For the macaque data, we analyzed pupil size as the only available behavioral measure in the macaque dataset. We focused specifically on the “resting state, eyes open” condition, where both neural activity and pupil measurements were available. Using ridge regression, we assessed the extent to which pupil size predicted neural activity in V1 and V4. Pupil size alone explained only a small fraction of the variance (Supplementary Figure 10E, lines 274-276).

R2.5: Previous work has explored correlations in activity between areas on various timescales, but this work only considered a narrow scope of timescales.

Without going into specifics about the numbers, it is hard to fully address this question. As the reviewer noted in R2.1, the mouse data analyzed here do not lend themselves to evaluating predictability on scales of tens of milliseconds. In the macaque data, we have now conducted additional analyses where we binned the activity across a range of bin sizes (10 ms to 200 ms). The new analyses are shown in Supplementary Figure 4, and described in lines 140-143, 160-163.

R2.6: The observation that there is some degree of predictability is not surprising, and it is unclear whether changes in observed predictability with analysis conditions are informative of a particular mechanism or just due to differences in the variance of activity under those conditions.

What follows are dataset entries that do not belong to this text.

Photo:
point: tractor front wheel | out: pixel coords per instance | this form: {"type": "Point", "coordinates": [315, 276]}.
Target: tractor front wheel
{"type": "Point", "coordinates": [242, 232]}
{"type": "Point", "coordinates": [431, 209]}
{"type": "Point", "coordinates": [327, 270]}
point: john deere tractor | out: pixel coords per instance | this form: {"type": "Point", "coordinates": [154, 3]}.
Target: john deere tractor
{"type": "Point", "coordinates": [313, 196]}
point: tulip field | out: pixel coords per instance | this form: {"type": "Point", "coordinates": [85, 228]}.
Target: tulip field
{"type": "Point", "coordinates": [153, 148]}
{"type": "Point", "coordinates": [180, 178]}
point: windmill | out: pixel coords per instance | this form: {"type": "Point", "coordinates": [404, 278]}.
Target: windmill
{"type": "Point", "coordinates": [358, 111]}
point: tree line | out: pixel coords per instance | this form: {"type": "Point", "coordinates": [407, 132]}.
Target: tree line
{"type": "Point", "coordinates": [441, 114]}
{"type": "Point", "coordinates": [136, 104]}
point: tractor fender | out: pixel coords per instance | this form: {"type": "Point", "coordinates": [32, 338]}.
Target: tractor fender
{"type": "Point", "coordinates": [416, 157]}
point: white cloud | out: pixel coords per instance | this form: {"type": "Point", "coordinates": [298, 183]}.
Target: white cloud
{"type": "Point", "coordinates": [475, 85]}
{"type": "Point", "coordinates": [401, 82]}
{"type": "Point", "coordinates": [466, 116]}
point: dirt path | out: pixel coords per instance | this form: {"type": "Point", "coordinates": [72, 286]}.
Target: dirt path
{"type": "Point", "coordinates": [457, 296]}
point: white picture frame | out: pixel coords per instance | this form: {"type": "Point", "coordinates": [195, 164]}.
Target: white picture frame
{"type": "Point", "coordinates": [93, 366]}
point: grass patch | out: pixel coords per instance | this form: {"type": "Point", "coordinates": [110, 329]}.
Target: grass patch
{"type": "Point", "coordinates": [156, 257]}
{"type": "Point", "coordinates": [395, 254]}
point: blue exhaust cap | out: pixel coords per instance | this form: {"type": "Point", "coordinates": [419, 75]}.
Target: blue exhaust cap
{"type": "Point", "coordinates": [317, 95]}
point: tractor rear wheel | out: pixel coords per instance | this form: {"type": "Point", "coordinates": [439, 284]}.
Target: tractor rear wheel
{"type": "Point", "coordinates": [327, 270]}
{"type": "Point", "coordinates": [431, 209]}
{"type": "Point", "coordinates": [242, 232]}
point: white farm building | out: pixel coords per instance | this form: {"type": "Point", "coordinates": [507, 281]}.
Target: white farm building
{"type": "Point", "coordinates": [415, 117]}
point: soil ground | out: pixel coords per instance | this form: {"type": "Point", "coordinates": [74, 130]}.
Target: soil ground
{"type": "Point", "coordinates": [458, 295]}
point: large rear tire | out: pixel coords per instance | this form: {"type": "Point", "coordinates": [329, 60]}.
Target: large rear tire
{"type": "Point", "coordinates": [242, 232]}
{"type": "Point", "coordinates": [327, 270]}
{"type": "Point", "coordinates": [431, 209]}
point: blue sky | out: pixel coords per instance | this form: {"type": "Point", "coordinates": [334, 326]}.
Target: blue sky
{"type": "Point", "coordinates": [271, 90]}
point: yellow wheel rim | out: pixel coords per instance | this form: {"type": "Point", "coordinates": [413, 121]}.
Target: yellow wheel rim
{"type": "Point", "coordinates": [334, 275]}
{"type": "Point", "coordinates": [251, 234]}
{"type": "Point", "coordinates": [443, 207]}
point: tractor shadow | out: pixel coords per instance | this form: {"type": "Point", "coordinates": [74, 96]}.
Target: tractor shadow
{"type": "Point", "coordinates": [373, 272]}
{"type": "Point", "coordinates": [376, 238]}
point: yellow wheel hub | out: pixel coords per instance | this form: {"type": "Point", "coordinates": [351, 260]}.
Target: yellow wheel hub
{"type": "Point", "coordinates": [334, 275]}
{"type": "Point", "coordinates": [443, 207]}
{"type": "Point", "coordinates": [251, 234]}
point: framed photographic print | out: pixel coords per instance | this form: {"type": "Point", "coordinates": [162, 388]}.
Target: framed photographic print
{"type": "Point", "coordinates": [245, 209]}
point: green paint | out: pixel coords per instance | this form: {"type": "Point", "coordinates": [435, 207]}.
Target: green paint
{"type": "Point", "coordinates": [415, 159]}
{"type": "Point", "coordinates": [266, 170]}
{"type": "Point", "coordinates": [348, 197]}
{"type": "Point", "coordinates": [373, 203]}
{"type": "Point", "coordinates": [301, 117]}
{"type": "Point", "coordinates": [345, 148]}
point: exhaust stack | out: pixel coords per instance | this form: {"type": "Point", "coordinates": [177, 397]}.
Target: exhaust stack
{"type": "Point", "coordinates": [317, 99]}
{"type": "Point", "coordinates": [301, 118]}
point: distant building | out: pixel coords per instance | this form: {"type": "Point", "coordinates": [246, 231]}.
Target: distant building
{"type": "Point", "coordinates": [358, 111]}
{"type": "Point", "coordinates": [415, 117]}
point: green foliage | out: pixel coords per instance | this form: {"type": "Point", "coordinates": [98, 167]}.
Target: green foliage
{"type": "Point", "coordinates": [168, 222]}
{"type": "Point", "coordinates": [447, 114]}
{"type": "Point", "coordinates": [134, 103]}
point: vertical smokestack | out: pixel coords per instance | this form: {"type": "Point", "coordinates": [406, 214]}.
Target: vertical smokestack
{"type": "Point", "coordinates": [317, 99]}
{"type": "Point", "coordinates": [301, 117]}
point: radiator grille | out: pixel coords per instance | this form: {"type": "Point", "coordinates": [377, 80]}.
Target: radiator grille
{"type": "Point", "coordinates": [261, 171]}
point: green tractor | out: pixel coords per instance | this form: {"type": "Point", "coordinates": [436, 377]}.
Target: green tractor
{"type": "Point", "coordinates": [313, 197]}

Some of these issues could be addressed with further analysis, but some may be due to limitations in the experimental scope of the datasets and would require new experiments to resolve.

First, we note that several of the analyses and comparisons are within conditions and not across conditions, where by “condition” we mean the presence or absence of a stimulus or different stimuli (e.g., Figures 3, 5, 6, 7, Supplementary Figures 3-4, 7–13).

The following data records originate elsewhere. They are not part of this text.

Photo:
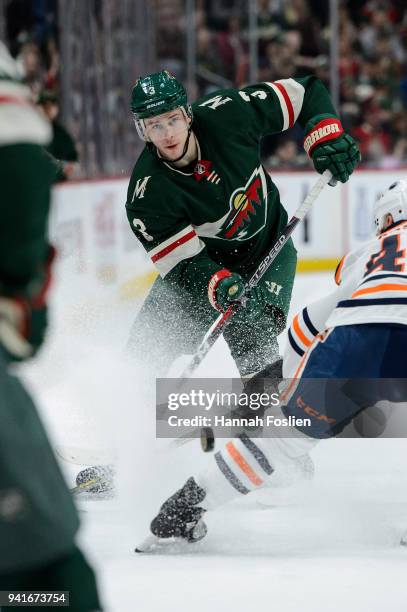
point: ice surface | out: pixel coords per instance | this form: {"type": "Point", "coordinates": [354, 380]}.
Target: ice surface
{"type": "Point", "coordinates": [326, 546]}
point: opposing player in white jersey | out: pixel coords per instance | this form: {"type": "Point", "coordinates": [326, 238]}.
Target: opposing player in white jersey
{"type": "Point", "coordinates": [357, 332]}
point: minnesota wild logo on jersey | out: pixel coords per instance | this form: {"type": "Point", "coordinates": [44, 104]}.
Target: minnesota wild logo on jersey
{"type": "Point", "coordinates": [248, 209]}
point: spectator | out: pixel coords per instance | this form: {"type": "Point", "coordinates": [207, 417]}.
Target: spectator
{"type": "Point", "coordinates": [62, 145]}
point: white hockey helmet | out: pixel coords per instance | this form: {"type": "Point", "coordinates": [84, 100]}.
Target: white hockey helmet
{"type": "Point", "coordinates": [392, 202]}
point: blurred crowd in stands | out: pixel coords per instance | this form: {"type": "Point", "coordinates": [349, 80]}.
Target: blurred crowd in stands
{"type": "Point", "coordinates": [293, 40]}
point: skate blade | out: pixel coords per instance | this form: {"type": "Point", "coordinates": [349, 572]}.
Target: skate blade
{"type": "Point", "coordinates": [153, 544]}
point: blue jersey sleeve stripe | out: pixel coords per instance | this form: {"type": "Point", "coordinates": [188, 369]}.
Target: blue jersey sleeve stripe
{"type": "Point", "coordinates": [308, 322]}
{"type": "Point", "coordinates": [294, 345]}
{"type": "Point", "coordinates": [380, 276]}
{"type": "Point", "coordinates": [371, 302]}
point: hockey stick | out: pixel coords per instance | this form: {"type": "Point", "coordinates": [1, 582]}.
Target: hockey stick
{"type": "Point", "coordinates": [224, 319]}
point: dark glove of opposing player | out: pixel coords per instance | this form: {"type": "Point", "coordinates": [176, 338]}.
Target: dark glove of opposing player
{"type": "Point", "coordinates": [340, 156]}
{"type": "Point", "coordinates": [231, 289]}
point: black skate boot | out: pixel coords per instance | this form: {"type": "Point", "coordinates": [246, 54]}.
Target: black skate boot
{"type": "Point", "coordinates": [180, 517]}
{"type": "Point", "coordinates": [95, 482]}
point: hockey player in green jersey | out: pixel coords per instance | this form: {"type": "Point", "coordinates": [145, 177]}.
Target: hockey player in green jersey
{"type": "Point", "coordinates": [38, 520]}
{"type": "Point", "coordinates": [206, 211]}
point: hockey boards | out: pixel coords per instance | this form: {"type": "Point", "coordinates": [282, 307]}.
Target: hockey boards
{"type": "Point", "coordinates": [79, 455]}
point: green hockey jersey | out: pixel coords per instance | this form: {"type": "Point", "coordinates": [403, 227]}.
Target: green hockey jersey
{"type": "Point", "coordinates": [226, 212]}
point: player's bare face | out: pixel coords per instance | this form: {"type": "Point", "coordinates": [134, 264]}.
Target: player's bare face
{"type": "Point", "coordinates": [168, 132]}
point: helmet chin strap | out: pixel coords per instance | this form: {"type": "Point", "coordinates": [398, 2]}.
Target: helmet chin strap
{"type": "Point", "coordinates": [185, 149]}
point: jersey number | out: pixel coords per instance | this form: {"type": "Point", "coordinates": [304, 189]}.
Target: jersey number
{"type": "Point", "coordinates": [390, 258]}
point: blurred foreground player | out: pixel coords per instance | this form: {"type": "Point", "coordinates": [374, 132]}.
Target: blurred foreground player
{"type": "Point", "coordinates": [38, 521]}
{"type": "Point", "coordinates": [207, 212]}
{"type": "Point", "coordinates": [353, 340]}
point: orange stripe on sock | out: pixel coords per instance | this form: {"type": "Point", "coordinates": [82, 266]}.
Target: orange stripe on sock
{"type": "Point", "coordinates": [242, 463]}
{"type": "Point", "coordinates": [299, 333]}
{"type": "Point", "coordinates": [378, 288]}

Second, we note that our mouse preprocessing standardized responses by spontaneous mean and SD per neuron, controlling baseline scale across conditions (lines 535-538). Because of this standardization, spontaneous traces have unit scale (mean = 0, SD = 1).

To test whether differences in variance underlie our findings, we calculated the variance for both species. For mice, we computed variance across repeats (visual) and across timepoints (lines 286-291). For the macaque moving-bar sessions, we computed variance across the concatenated held-out samples pooling timepoints, repeats, and bar identities (lines 291-292).

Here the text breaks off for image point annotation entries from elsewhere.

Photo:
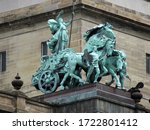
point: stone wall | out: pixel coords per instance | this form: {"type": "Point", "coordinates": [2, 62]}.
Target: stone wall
{"type": "Point", "coordinates": [23, 30]}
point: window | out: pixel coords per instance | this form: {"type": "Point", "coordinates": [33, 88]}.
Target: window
{"type": "Point", "coordinates": [44, 49]}
{"type": "Point", "coordinates": [148, 63]}
{"type": "Point", "coordinates": [2, 61]}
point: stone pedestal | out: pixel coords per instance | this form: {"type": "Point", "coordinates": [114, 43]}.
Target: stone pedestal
{"type": "Point", "coordinates": [91, 98]}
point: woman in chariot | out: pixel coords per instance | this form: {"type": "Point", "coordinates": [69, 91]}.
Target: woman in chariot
{"type": "Point", "coordinates": [60, 38]}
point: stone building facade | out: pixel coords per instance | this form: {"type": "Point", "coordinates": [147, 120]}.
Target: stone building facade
{"type": "Point", "coordinates": [23, 30]}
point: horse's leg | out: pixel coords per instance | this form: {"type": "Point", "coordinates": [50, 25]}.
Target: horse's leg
{"type": "Point", "coordinates": [77, 77]}
{"type": "Point", "coordinates": [121, 79]}
{"type": "Point", "coordinates": [62, 82]}
{"type": "Point", "coordinates": [90, 70]}
{"type": "Point", "coordinates": [118, 84]}
{"type": "Point", "coordinates": [97, 74]}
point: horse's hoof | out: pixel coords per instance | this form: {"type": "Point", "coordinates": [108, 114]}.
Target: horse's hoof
{"type": "Point", "coordinates": [61, 88]}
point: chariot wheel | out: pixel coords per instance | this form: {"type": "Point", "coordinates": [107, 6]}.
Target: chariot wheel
{"type": "Point", "coordinates": [48, 82]}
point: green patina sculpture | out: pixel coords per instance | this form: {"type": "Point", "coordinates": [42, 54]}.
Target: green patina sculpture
{"type": "Point", "coordinates": [98, 58]}
{"type": "Point", "coordinates": [60, 38]}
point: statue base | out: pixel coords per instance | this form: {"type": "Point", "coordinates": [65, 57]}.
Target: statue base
{"type": "Point", "coordinates": [91, 98]}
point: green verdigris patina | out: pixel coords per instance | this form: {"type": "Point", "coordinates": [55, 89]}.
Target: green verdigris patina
{"type": "Point", "coordinates": [63, 67]}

The V4 population showed a higher overall variance distribution compared to the V1 population (Supplementary Figure 2I-J), and L2/3 variance was also overall higher than L4 (Supplementary Figure 2D-E). We also see a modest monotonic relationship between EV fraction and this variance (mouse visual: Spearman ρ = 0.43–0.52, p < 0.001; macaque stimulus responses: ρ = 0.50–0.56, p < 0.001; macaque gray-screen responses: ρ = 0.38, p < 0.001, Figure 6A,D), indicating variance contributes to (but is not the primary driver of) EV prediction fraction. We then adjusted for variance by fitting, within each stimulus condition, a linear regression of EV on variance (excluding shuffled-control rows) and conducted all comparisons on the resulting residual EV values, thereby isolating effects not attributable to variance (see Supplementary Figure 3E-G, lines 165-171).

Reviewer #2 (Recommendations for the authors):

R2.7 Overall I found this manuscript to be very clearly written and the results compelling, although I found myself wanting a little more. I believe these datasets also include information about eye movements, pupil diameter, and maybe locomotion and whisking in the rodent work. I think it could be informative to ask the degree to which the predictability, particularly during the spontaneous activity, is attributable to these other known sources of variance in trial-by-trial measures. My concern is that during visual stimulation, the space of cortical responses is limited to a very narrow scope (observing a visual stimulus during fixation) whereas spontaneous activity includes a broader range of possibilities (different states of arousal, eye movement).